DB pension scheme health continues to improve past pre-Covid levels

The health of the UK’s defined benefit (DB) pension schemes has continued to improve since the sharp decline seen at the start of the pandemic, with analysis from Legal & General Investment Management (LGIM) suggesting that it is “far stronger” than pre-Covid-19 levels.

The provider’s Health Tracker, a monitor of the current health of UK DB pension schemes, found that the average DB scheme can expect to pay 98.2 per cent of accrued pension benefits as of 31 March 2021, representing a 6.8 percentage point year-on-year increase.

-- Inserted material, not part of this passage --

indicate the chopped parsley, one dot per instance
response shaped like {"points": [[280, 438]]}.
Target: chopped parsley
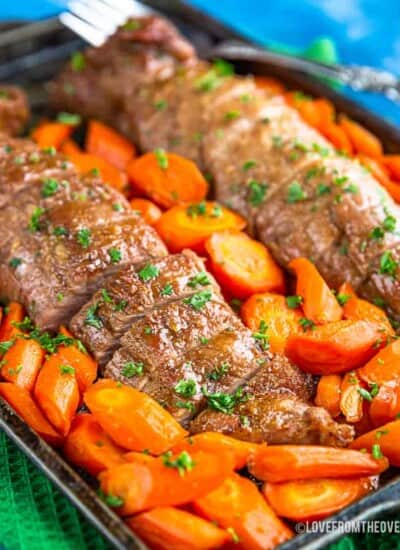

Indeed, the tracker has shown a continued improvement in each of the last four quarters, with the latest figures also marking a 1.1 percentage point improvement on the previous quarter, with a funding level of 97.1 per cent recorded as at 31 December 2020.

Despite this, the provider stressed that it is important to note that these figures may still yet understate the negative impact of the pandemic, due to the weakening of covenants that many schemes will have experienced.

LGIM head of solutions research, John Southall, attributed the latest change largely to a rapid rise in nominal interest rates, the sharpest three month increase seen in years, which has in turn benefitted schemes that have not fully hedged their interest rate risk.

He also explained that whilst these benefits were partially offset by a rise in expected inflation, growth assets also posted a strong quarter, boosting asset values.

“One notable feature of our EPBM measure is that it cannot exceed 100 per cent," he continued. "As the EPBM figure edges closer to 100 per cent, continued positive experience for schemes has a smaller marginal impact on our measure.

“From a covenant perspective we chose to retain a typical sponsor rating assumption of BB in our calculations as confidence in the recovery improves.

“Whilst the long-term impact of the pandemic remains unclear, fiscal and monetary actions have been extremely supportive. We noted that if a rating of B was assumed, the EPBM figure at 31 March 2021 would be around 1.1 per cent lower.”

Adding to this, LGIM head of rates and inflation strategy, Christopher Jeffrey, stated: “The global reflation trade played out in force during the first quarter. The consensus continued to mark up its 2021 growth outlook on the back of fiscal stimulus and the vaccine roll-out.

"US Treasury yields rose more in Q1 than any quarter since 2016 Q4. There are clear parallels with that episode: a sharp move higher in US sovereign funding costs driven by political transition that dragged up yields everywhere.

“Risk assets remained immune to that reset in discount rates with equity markets supported by a stronger earnings backdrop, and credit markets enjoying abnormally low default rates.

“There are a few hints of inflation concern entering the market narrative with breakeven inflation and commodities moving higher since the turn of the year. The fate of inflation as economies around the world reopen will make or break the market dynamic over the rest of the year."